When interpreting the COSY spectrum, diagonal peaks correspond to the 1D chemical shifts of individual nuclei, similar to the standard peaks in a 1D NMR spectrum. The key feature of a COSY spectrum is the presence of cross-peaks as shown in Figure 1, indicating coupling between pairs of nuclei. These cross-peaks provide crucial information about the connectivity within a molecule, showing that the two nuclei are connected by a small number of bonds, usually two or three bonds.
COSY is especially useful when dealing with complex molecules such as natural products, peptides, and proteins, where understanding the connectivity of different nuclei through bonds is crucial. While 1D NMR is more straightforward and ideal for identifying basic structural features, COSY enhances the capabilities of NMR by providing deeper insights into molecular connectivity.
The two-dimensional spectrum that results from the COSY experiment shows the frequencies for a single isotope, most commonly hydrogen along both axes. Diagonal peaks correspond to the peaks in a 1D-NMR experiment, while the cross peaks indicate couplings between pairs of nuclei.
COSY-90 is the most common COSY experiment. In COSY-90, the p1 pulse tilts the nuclear spin by 90°. Another member of the COSY family is COSY-45. In COSY-45 a 45° pulse is used instead of a 90° pulse for the second pulse, p2. The advantage of a COSY-45 is that the diagonal-peaks are less pronounced, making it simpler to match cross-peaks near the diagonal in a large molecule. Additionally, the relative signs of the coupling constants can be elucidated from a COSY-45 spectrum. This is not possible using COSY-90. Overall, the COSY-45 offers a cleaner spectrum while the COSY-90 is more sensitive.
Another related COSY technique is double quantum filtered COSY. DQF COSY uses a coherence selection method such as phase cycling or pulsed field gradients, which cause only signals from double-quantum coherences to give an observable signal. This has the effect of decreasing the intensity of the diagonal peaks and changing their lineshape from a broad "dispersion" lineshape to a sharper "absorption" lineshape. It also eliminates diagonal peaks from uncoupled nuclei. These all have the advantage that they give a cleaner spectrum in which the diagonal peaks are prevented from obscuring the cross peaks, which are weaker in a regular COSY spectrum.
Exclusive correlation spectroscopy (ECOSY)
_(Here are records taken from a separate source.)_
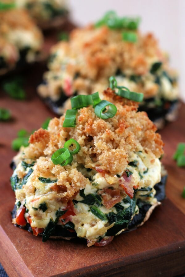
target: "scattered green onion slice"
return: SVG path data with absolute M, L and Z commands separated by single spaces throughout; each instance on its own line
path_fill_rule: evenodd
M 178 157 L 177 165 L 178 167 L 185 167 L 185 155 L 182 155 Z
M 21 78 L 16 77 L 7 81 L 3 84 L 3 88 L 10 97 L 22 100 L 26 98 L 26 93 L 23 88 L 23 80 Z
M 70 163 L 73 158 L 68 149 L 61 148 L 53 153 L 51 159 L 54 164 L 60 164 L 64 166 Z
M 139 18 L 120 17 L 114 11 L 110 11 L 97 22 L 95 26 L 97 28 L 106 25 L 110 29 L 135 30 L 138 28 L 140 21 Z
M 73 148 L 74 146 L 75 148 L 73 149 L 73 150 L 70 150 L 71 147 L 72 146 L 72 148 Z M 80 149 L 80 145 L 78 142 L 73 138 L 71 138 L 68 140 L 66 141 L 64 144 L 64 148 L 67 148 L 70 153 L 72 155 L 77 154 L 79 152 Z
M 143 93 L 138 93 L 134 91 L 130 91 L 119 89 L 117 94 L 122 97 L 125 97 L 130 100 L 136 102 L 142 102 L 143 99 Z
M 106 108 L 107 106 L 109 106 L 108 110 Z M 114 116 L 117 112 L 117 108 L 116 106 L 106 100 L 102 100 L 96 105 L 94 109 L 96 115 L 103 119 L 111 118 Z
M 131 42 L 136 42 L 138 39 L 137 34 L 132 32 L 124 32 L 122 34 L 122 38 L 125 41 Z
M 42 125 L 42 127 L 43 129 L 47 129 L 48 125 L 50 120 L 51 119 L 51 117 L 48 117 L 45 121 L 43 122 Z
M 185 198 L 185 187 L 184 187 L 183 192 L 182 193 L 182 196 L 183 198 Z
M 21 129 L 18 131 L 17 135 L 18 138 L 27 138 L 29 136 L 28 132 L 25 129 Z
M 111 76 L 109 79 L 109 81 L 110 82 L 109 86 L 111 89 L 113 90 L 115 88 L 117 87 L 117 81 L 115 77 Z
M 97 92 L 95 92 L 95 93 L 93 93 L 91 95 L 91 96 L 93 101 L 93 108 L 94 108 L 95 106 L 97 104 L 98 104 L 99 103 L 100 103 L 101 100 L 100 98 L 98 91 L 97 91 Z
M 74 127 L 76 125 L 76 115 L 77 111 L 75 110 L 67 110 L 63 123 L 64 127 Z
M 183 155 L 185 151 L 185 143 L 179 143 L 177 146 L 177 150 L 173 156 L 174 160 L 177 160 L 180 156 Z
M 91 95 L 77 95 L 71 99 L 72 109 L 77 110 L 84 107 L 87 107 L 93 104 Z
M 161 67 L 162 64 L 162 63 L 161 62 L 156 62 L 153 63 L 150 70 L 150 73 L 152 74 L 155 73 L 156 71 Z
M 6 10 L 11 9 L 14 9 L 15 7 L 14 3 L 5 3 L 0 2 L 0 10 Z
M 15 138 L 12 142 L 12 148 L 15 151 L 18 151 L 21 146 L 26 147 L 29 145 L 29 138 Z
M 6 109 L 0 108 L 0 120 L 8 120 L 11 117 L 11 113 Z

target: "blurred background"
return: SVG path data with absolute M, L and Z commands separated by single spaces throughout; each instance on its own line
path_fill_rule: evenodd
M 70 0 L 71 18 L 83 26 L 99 19 L 107 11 L 120 16 L 139 16 L 142 32 L 152 32 L 167 52 L 170 65 L 179 74 L 180 95 L 185 102 L 185 0 Z

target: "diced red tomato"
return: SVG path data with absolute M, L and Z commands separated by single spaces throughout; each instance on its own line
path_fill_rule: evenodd
M 71 82 L 68 78 L 64 81 L 64 90 L 67 96 L 70 96 L 72 94 L 72 89 Z
M 35 236 L 37 236 L 38 234 L 43 233 L 43 232 L 44 231 L 44 228 L 37 228 L 37 227 L 31 227 L 31 223 L 32 222 L 32 219 L 31 219 L 31 216 L 28 216 L 28 221 L 29 223 L 30 224 L 31 227 L 32 229 L 32 231 L 33 231 L 33 234 Z
M 72 200 L 69 200 L 68 202 L 66 209 L 67 210 L 67 212 L 60 218 L 60 219 L 65 219 L 64 224 L 70 221 L 70 216 L 76 215 L 74 211 L 74 204 Z
M 114 238 L 114 236 L 109 237 L 108 239 L 102 239 L 101 240 L 99 243 L 95 243 L 94 245 L 95 246 L 101 247 L 102 246 L 105 246 L 110 243 Z
M 21 205 L 19 208 L 17 212 L 15 221 L 18 225 L 25 226 L 27 222 L 24 217 L 24 214 L 26 212 L 26 207 L 23 205 Z
M 132 199 L 134 197 L 134 190 L 131 182 L 131 178 L 132 175 L 128 177 L 125 172 L 122 175 L 119 182 L 119 185 L 123 188 L 125 193 Z

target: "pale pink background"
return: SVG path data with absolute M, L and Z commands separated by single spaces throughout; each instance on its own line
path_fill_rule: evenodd
M 180 94 L 185 102 L 185 0 L 70 0 L 71 17 L 81 26 L 96 22 L 107 10 L 120 16 L 139 16 L 140 29 L 155 34 L 179 72 Z

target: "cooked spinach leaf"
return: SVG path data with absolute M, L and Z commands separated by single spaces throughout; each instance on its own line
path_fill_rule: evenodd
M 21 165 L 25 169 L 26 169 L 27 167 L 31 167 L 33 166 L 35 163 L 35 162 L 33 162 L 31 163 L 27 163 L 26 162 L 23 161 L 21 163 Z
M 30 168 L 29 170 L 29 171 L 27 174 L 26 174 L 23 178 L 22 183 L 21 184 L 21 187 L 19 187 L 19 188 L 22 188 L 23 185 L 25 185 L 25 184 L 26 184 L 28 179 L 33 172 L 33 169 L 32 168 Z
M 56 183 L 57 181 L 57 179 L 51 181 L 50 178 L 44 178 L 43 177 L 39 177 L 38 179 L 42 183 Z
M 50 221 L 46 227 L 43 234 L 42 241 L 43 242 L 46 241 L 52 235 L 55 230 L 55 223 L 50 219 Z
M 161 62 L 154 62 L 154 63 L 153 63 L 150 69 L 150 73 L 153 74 L 155 73 L 161 67 L 162 63 Z
M 89 205 L 96 204 L 98 206 L 100 206 L 101 204 L 101 198 L 100 195 L 90 193 L 86 195 L 84 193 L 84 189 L 80 191 L 79 194 L 80 196 L 83 197 L 84 199 L 79 202 Z
M 137 167 L 137 165 L 138 163 L 138 161 L 137 160 L 134 160 L 132 162 L 130 162 L 128 164 L 129 165 L 131 166 L 131 167 Z
M 131 175 L 132 174 L 133 174 L 133 172 L 132 172 L 131 171 L 130 171 L 128 169 L 127 169 L 125 172 L 127 177 L 129 177 L 130 175 Z
M 83 200 L 79 202 L 88 205 L 93 205 L 96 203 L 98 206 L 100 206 L 101 203 L 101 199 L 99 195 L 90 194 L 86 195 Z
M 11 185 L 14 191 L 17 189 L 17 184 L 18 182 L 19 179 L 17 175 L 12 176 L 10 178 Z
M 60 216 L 62 216 L 62 215 L 64 215 L 67 211 L 67 210 L 65 211 L 61 211 L 60 210 L 58 210 L 58 211 L 56 211 L 55 213 L 55 215 L 56 216 L 56 218 L 55 220 L 55 223 L 57 223 Z
M 108 230 L 106 235 L 115 235 L 122 229 L 127 228 L 130 222 L 133 214 L 131 205 L 126 208 L 121 210 L 117 214 L 113 212 L 107 215 L 107 219 L 110 224 L 115 222 L 114 226 Z
M 97 208 L 95 206 L 92 206 L 90 207 L 91 212 L 102 220 L 106 220 L 107 217 L 101 211 Z

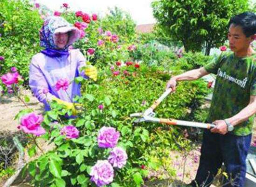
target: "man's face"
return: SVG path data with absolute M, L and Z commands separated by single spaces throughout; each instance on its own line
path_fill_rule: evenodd
M 250 43 L 253 40 L 252 37 L 246 37 L 241 26 L 233 24 L 229 26 L 228 38 L 229 47 L 235 52 L 247 51 Z
M 54 35 L 54 44 L 59 49 L 65 47 L 69 40 L 69 35 L 67 33 L 57 33 Z

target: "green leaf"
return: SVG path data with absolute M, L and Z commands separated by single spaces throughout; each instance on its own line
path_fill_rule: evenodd
M 75 78 L 75 82 L 76 83 L 79 83 L 80 82 L 82 82 L 83 80 L 83 77 L 77 77 Z
M 76 126 L 77 127 L 81 127 L 81 126 L 83 125 L 85 123 L 85 120 L 84 119 L 81 119 L 76 123 Z
M 28 103 L 30 101 L 30 98 L 27 95 L 25 96 L 24 99 L 26 103 Z
M 89 181 L 89 179 L 86 177 L 84 174 L 79 174 L 77 176 L 77 181 L 80 184 L 85 184 Z
M 108 96 L 106 96 L 104 100 L 107 106 L 110 105 L 110 104 L 111 104 L 111 100 L 110 100 L 109 97 L 108 97 Z
M 85 97 L 90 102 L 93 101 L 94 100 L 94 97 L 92 94 L 86 94 Z
M 83 161 L 83 156 L 82 153 L 80 152 L 76 156 L 76 161 L 78 164 L 80 164 Z
M 60 163 L 56 161 L 51 159 L 49 165 L 50 172 L 55 177 L 61 178 L 62 169 Z
M 140 185 L 143 183 L 143 179 L 139 173 L 136 173 L 132 176 L 133 177 L 133 180 L 137 185 Z
M 66 186 L 66 182 L 62 179 L 56 179 L 55 183 L 58 187 L 65 187 Z
M 28 152 L 28 155 L 29 155 L 29 157 L 30 158 L 34 156 L 35 155 L 35 153 L 36 152 L 35 145 L 33 145 L 32 147 L 29 148 Z

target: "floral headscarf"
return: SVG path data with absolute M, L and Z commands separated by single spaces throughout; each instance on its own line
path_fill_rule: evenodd
M 64 32 L 70 32 L 68 44 L 63 49 L 57 49 L 57 46 L 54 44 L 54 36 L 56 31 L 61 31 L 62 28 Z M 76 41 L 80 37 L 80 31 L 75 27 L 72 26 L 63 18 L 59 16 L 51 16 L 47 18 L 43 26 L 40 30 L 40 46 L 46 49 L 41 52 L 51 57 L 58 57 L 62 55 L 69 54 L 68 48 Z

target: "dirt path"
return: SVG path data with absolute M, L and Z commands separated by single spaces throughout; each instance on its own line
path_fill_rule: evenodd
M 27 103 L 28 107 L 38 113 L 42 112 L 43 104 L 32 96 L 29 90 L 25 90 L 24 92 L 30 98 L 30 101 Z M 0 97 L 0 132 L 18 130 L 18 122 L 14 120 L 14 118 L 20 110 L 25 108 L 24 104 L 13 96 Z

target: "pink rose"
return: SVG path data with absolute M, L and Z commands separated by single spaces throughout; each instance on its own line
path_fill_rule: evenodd
M 227 47 L 225 45 L 223 45 L 220 48 L 220 49 L 221 52 L 225 52 L 227 50 Z
M 97 21 L 97 14 L 96 14 L 96 13 L 93 13 L 92 16 L 91 16 L 91 18 L 93 20 Z
M 41 126 L 43 121 L 42 115 L 37 115 L 34 112 L 30 113 L 21 117 L 21 124 L 18 126 L 18 129 L 25 133 L 40 136 L 45 134 L 45 130 Z
M 77 138 L 79 136 L 79 130 L 72 125 L 63 127 L 61 130 L 60 134 L 61 135 L 66 135 L 67 139 Z
M 90 16 L 88 13 L 84 13 L 83 15 L 82 19 L 83 19 L 83 22 L 86 23 L 90 23 Z
M 56 83 L 55 87 L 57 91 L 59 91 L 61 89 L 62 90 L 67 90 L 69 85 L 69 81 L 67 78 L 61 78 Z
M 1 80 L 4 84 L 7 86 L 10 86 L 13 84 L 19 83 L 20 76 L 19 73 L 17 72 L 7 73 L 1 77 Z
M 58 11 L 55 11 L 54 14 L 55 16 L 60 16 L 61 14 L 61 13 Z
M 93 48 L 89 48 L 87 50 L 87 54 L 88 55 L 92 55 L 93 54 L 94 54 L 94 52 L 95 52 L 95 50 Z
M 111 36 L 110 40 L 112 42 L 117 43 L 119 40 L 118 37 L 116 34 L 113 34 Z
M 76 16 L 77 17 L 83 17 L 83 12 L 82 11 L 77 11 L 77 12 L 76 12 Z

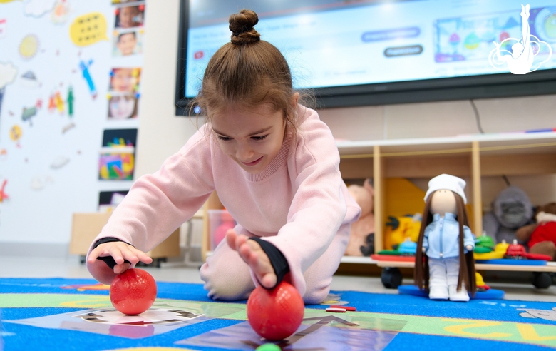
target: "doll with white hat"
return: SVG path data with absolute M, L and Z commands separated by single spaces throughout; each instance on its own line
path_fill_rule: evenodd
M 428 182 L 415 257 L 415 284 L 420 290 L 428 288 L 431 300 L 467 302 L 468 290 L 474 295 L 477 288 L 475 238 L 469 229 L 465 187 L 465 180 L 449 174 Z

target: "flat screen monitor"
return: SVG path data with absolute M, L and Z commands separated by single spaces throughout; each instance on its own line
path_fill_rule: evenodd
M 556 93 L 556 2 L 528 4 L 182 0 L 177 106 L 195 96 L 242 9 L 320 108 Z

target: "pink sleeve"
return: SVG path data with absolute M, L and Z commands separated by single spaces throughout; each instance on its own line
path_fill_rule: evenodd
M 214 190 L 210 141 L 200 131 L 153 174 L 133 183 L 89 248 L 113 237 L 148 252 L 193 216 Z M 110 284 L 115 275 L 103 262 L 87 264 L 93 277 Z
M 331 132 L 318 118 L 306 124 L 295 151 L 297 190 L 288 223 L 277 236 L 264 237 L 286 257 L 292 283 L 302 295 L 304 272 L 326 250 L 340 225 L 356 220 L 361 213 L 341 178 Z

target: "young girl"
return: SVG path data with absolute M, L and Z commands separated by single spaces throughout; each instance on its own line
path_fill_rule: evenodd
M 419 290 L 428 288 L 431 300 L 466 302 L 467 289 L 473 295 L 476 290 L 475 238 L 468 222 L 465 187 L 465 180 L 449 174 L 428 182 L 415 256 L 415 284 Z
M 192 104 L 205 126 L 134 183 L 91 245 L 87 267 L 100 282 L 152 262 L 145 252 L 217 190 L 239 224 L 201 267 L 209 297 L 246 299 L 285 276 L 306 303 L 326 297 L 360 208 L 330 130 L 298 104 L 287 63 L 260 40 L 257 21 L 249 10 L 230 16 L 231 42 L 211 58 Z

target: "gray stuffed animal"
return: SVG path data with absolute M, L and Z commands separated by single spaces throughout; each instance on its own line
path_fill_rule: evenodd
M 493 202 L 492 212 L 483 217 L 483 230 L 496 243 L 502 240 L 512 243 L 517 239 L 518 229 L 532 223 L 533 210 L 525 191 L 517 186 L 508 186 Z

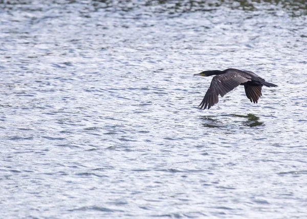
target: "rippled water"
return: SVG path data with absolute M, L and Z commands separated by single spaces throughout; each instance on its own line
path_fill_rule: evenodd
M 266 2 L 0 1 L 2 217 L 305 218 L 307 9 Z M 199 110 L 230 67 L 279 86 Z

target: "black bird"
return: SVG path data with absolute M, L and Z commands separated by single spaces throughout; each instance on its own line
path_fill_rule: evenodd
M 253 72 L 241 71 L 235 69 L 227 69 L 224 71 L 204 71 L 194 76 L 208 77 L 216 75 L 213 77 L 209 89 L 207 91 L 203 101 L 199 106 L 204 110 L 208 106 L 209 110 L 212 106 L 218 102 L 218 95 L 222 97 L 232 91 L 239 85 L 244 85 L 245 94 L 251 102 L 258 103 L 259 98 L 262 96 L 261 90 L 263 85 L 277 86 L 277 85 L 269 83 Z

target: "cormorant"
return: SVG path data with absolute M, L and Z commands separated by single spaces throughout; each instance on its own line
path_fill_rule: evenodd
M 244 85 L 245 94 L 251 102 L 258 103 L 259 98 L 262 96 L 261 90 L 263 85 L 277 86 L 277 85 L 267 82 L 265 79 L 253 72 L 241 71 L 235 69 L 227 69 L 224 71 L 204 71 L 194 76 L 208 77 L 216 75 L 213 77 L 209 89 L 207 91 L 203 101 L 199 106 L 204 110 L 208 106 L 208 110 L 218 102 L 218 95 L 222 97 L 232 91 L 239 85 Z

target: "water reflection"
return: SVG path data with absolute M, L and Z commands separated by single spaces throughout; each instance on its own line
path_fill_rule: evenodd
M 293 16 L 307 14 L 307 5 L 305 1 L 301 0 L 280 1 L 264 0 L 260 3 L 258 0 L 236 0 L 233 1 L 204 1 L 204 0 L 147 0 L 138 2 L 133 0 L 127 1 L 114 1 L 114 0 L 95 0 L 92 2 L 95 8 L 114 8 L 129 11 L 141 7 L 152 8 L 157 7 L 156 11 L 160 13 L 167 12 L 170 14 L 191 12 L 193 11 L 209 11 L 216 10 L 222 6 L 229 7 L 232 9 L 243 10 L 244 11 L 255 11 L 261 8 L 266 10 L 268 13 L 273 13 L 270 5 L 280 6 L 283 9 L 292 14 Z M 267 8 L 259 6 L 267 4 Z M 115 7 L 116 6 L 116 7 Z M 162 7 L 161 7 L 162 6 Z
M 204 127 L 208 128 L 221 128 L 226 127 L 229 125 L 229 122 L 227 122 L 224 118 L 219 119 L 218 117 L 235 117 L 243 118 L 247 119 L 244 121 L 237 121 L 231 119 L 230 122 L 231 124 L 237 123 L 240 124 L 245 126 L 255 127 L 264 125 L 262 122 L 259 121 L 259 117 L 254 114 L 249 113 L 247 115 L 237 115 L 237 114 L 228 114 L 220 116 L 203 116 L 201 117 L 201 119 L 204 120 L 205 122 L 203 124 Z

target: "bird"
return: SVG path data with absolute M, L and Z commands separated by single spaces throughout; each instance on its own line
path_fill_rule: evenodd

Total correlation spectroscopy (TOCSY)
The TOCSY experiment is similar to the COSY experiment, in that cross peaks of coupled protons are observed. However, cross peaks are observed not only for nuclei which are directly coupled, but also between nuclei which are connected by a chain of couplings. This makes it useful for identifying the larger interconnected networks of spin couplings. This ability is achieved by inserting a repetitive series of pulses which cause isotropic mixing during the mixing period. Longer isotropic mixing times cause the polarization to spread out through an increasing number of bonds.In the case of oligosaccharides, each sugar residue is an isolated spin system, so it is possible to differentiate all the protons of a specific sugar residue. A 1D version of TOCSY is also available, and by irradiating a single proton the rest of the spin system can be revealed. Recent advances in this technique include the 1D-CSSF TOCSY experiment, which produces higher quality spectra and allows coupling constants to be reliably extracted and used to help determine stereochemistry.
TOCSY is sometimes called "homonuclear Hartmann-Hahn spectroscopy".